When the client uploads a file, this is what happens:
- The client request to store a new document page (file). The operation called is
UploadTempFile in the web service.
BeforeCall ParameterInspector method is executed for the UploadTempFile operation; the SessionID is detected in the parameter list, so a lookup for the session token in the cache is performed.
- The token is found, so the lifetime of this item is automatically extended.
- The uploaded file is stored in a temporary folder in the web service.
- A cache key (string) is generated for the file and stored in the cache.
- The file key is returned to the client for future reference.

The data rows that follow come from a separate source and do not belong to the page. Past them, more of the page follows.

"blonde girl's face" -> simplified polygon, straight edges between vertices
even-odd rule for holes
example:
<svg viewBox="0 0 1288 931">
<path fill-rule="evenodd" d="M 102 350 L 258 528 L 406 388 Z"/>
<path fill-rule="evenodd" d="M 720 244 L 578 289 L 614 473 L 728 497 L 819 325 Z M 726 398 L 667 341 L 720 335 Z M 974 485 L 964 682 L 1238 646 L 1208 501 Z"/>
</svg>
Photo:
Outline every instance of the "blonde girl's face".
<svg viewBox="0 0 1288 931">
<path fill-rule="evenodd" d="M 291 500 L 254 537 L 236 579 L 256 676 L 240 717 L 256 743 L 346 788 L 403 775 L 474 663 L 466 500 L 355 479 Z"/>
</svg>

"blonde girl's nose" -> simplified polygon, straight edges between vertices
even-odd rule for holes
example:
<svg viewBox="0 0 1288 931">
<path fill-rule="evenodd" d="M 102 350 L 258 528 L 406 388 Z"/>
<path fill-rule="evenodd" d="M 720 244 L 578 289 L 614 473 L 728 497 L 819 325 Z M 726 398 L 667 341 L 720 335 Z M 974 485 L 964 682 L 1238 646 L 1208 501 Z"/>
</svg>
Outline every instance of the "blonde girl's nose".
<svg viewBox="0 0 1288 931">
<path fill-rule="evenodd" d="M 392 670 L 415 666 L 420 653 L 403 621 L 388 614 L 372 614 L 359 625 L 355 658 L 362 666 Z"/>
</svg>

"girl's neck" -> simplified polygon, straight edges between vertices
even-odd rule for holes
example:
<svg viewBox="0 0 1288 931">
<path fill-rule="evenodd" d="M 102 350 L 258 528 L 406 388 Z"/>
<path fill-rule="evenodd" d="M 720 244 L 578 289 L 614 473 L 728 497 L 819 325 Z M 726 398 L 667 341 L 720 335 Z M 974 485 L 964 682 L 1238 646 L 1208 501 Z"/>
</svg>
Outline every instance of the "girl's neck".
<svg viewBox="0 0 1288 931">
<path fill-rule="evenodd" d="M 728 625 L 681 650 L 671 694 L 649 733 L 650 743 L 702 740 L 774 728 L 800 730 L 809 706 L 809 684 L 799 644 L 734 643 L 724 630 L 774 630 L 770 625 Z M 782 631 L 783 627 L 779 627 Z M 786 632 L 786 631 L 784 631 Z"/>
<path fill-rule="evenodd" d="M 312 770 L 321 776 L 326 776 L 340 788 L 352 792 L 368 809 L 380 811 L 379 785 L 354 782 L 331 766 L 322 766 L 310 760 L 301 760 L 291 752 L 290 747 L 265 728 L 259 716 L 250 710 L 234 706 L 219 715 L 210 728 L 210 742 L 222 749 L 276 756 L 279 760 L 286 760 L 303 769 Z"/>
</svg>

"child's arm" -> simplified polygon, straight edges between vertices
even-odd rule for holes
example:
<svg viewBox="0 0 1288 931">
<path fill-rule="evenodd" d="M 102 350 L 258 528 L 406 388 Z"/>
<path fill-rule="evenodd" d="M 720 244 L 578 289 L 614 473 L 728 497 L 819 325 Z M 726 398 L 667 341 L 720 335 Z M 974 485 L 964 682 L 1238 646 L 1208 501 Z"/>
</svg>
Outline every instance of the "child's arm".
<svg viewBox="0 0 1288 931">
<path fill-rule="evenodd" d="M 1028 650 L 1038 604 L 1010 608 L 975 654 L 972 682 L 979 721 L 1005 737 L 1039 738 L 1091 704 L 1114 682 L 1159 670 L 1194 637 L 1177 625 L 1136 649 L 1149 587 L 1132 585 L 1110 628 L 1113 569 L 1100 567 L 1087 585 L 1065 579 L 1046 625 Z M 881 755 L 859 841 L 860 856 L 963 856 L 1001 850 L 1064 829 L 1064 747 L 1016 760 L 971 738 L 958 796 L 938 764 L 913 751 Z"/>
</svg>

And next is the procedure when the cache launches an item refresh request. The cache’s
expirationPollFrequencyInSeconds is set to 60 seconds, which means that the CacheManager will check items every minute to see which ones need to be kept or removed from the cache (the procedure described is for cache items representing files, not session IDs):
- A cache item refresh event is triggered.
- The callback (cb) associated with the cache item is called.
- The cb reads the SessionID bound to the cache item.
- The cb looks up the session token in the cache.
- If the token is found (which means, the client is using the service), the item (file) is re-cached.
- If the token is not found, the item is removed and the associated file is deleted.
You may be asking: why not use a session-aware web service instead of doing all this stuff?
Although WCF allows using sessions in the web service, those sessions aren’t like ASP.NET sessions.
WCF sessions are service instances, and the state is part of each service instance, with all the complexity of stateful channels, reliable messaging and so on.
Enabling session support in our web service would mean that another session-aware component was being introduced to the system besides the already existing ASP.NET and the DocumentServer service. This would have added complexity since more timeouts would have to be set up and eventually synchronized with other session-aware layers.
Also, WCF sessions had mean more resources used in the WS layer, and we wanted it to be fast, lightweight, and of easy integration with other external systems that may not be designed to use web service sessions.
The solution may seem complex at first, but it is not… just a couple of classes to set up the WCF hook, a cache manager wrapper that could handle file storage/deletion and a good understanding of the WCF extensibility model is all that was required to make the code run.